Surviving the severe attack that left me registered disabled has its ups and downs. Survival has meant there’s a choice—to tick along living a half-life or fight back to become the person I am today. Living with the complexities of brain trauma does, of course, have its bad days still. Over seven years have passed, and cooking dinner without the feeling my mind will explode with the stress of it (for I cannot multi-task) had its own chapter in the first book, and that chapter is still relevant today.  My brain is far from ‘normal’. Instead, it’s an extraordinary and unusual one, and as you will discover I’m recreating the high IQ I once had, although perhaps in unconventional ways.

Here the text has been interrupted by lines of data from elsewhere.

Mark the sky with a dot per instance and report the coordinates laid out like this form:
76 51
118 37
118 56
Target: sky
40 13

Notably, my inner strength has enabled me to gain physical strength once more and I’m ready to take on this world of ours. The strength within me has its pitfalls. Post-Traumatic Stress Disorder almost always happens to a certain personally type. We are the people who are always strong, reliable, and diligent, with a strong conscience and sense of responsibility. Yet on the inside we are the sensitive ones who are easily hurt by criticism. On the outside our self-esteem might look robust, when in reality its fragile. A person to whom you would turn in your own times of need, and who wouldn't let you down—with the attitude of ‘when the going gets tough, we get going’.

Why should a person so strong be the one to get ill?

Placing stresses on to someone who is weak, or cynical, or lazy results in them immediately giving up. They will, as a result, never become stressed enough to become ill. Strong people, however, react to stress by redoubling their efforts. They push themselves beyond their limits—way beyond those designed for their body. When symptoms begin to develop, because they are sensitive and fear criticism and failure, they keep going. Something has to give way, and that's the limbic system. Inside their heads it feels like eighteen-amps pulsing through a thirteen-amp fuse, and their behaviour begins to shift.

Overcoming adversity through trauma has been, without any doubt, hard work but I’ve given it my dedication. I’m far from through it all and endeavour each day to make further improvements. This journey isn’t one that I take lightly or selfishly for the ups, and also the pitfalls are shared publicly, keeping my message positive and light-hearted. This is a journey of hope and one of fulfilment too.

SOUL SEARCHING: To Hell and Back Twice is my personal story about drive, confidence, and a willingness to be open about the times I crash land in a heap on the floor. I’m in tune with my past and willing to share more of that now my children are all adults. Understanding who I have become, and in accepting my new identity after my assault has helped me comprehend why my life was so devastating for so long—and ultimately why it ended in catastrophe.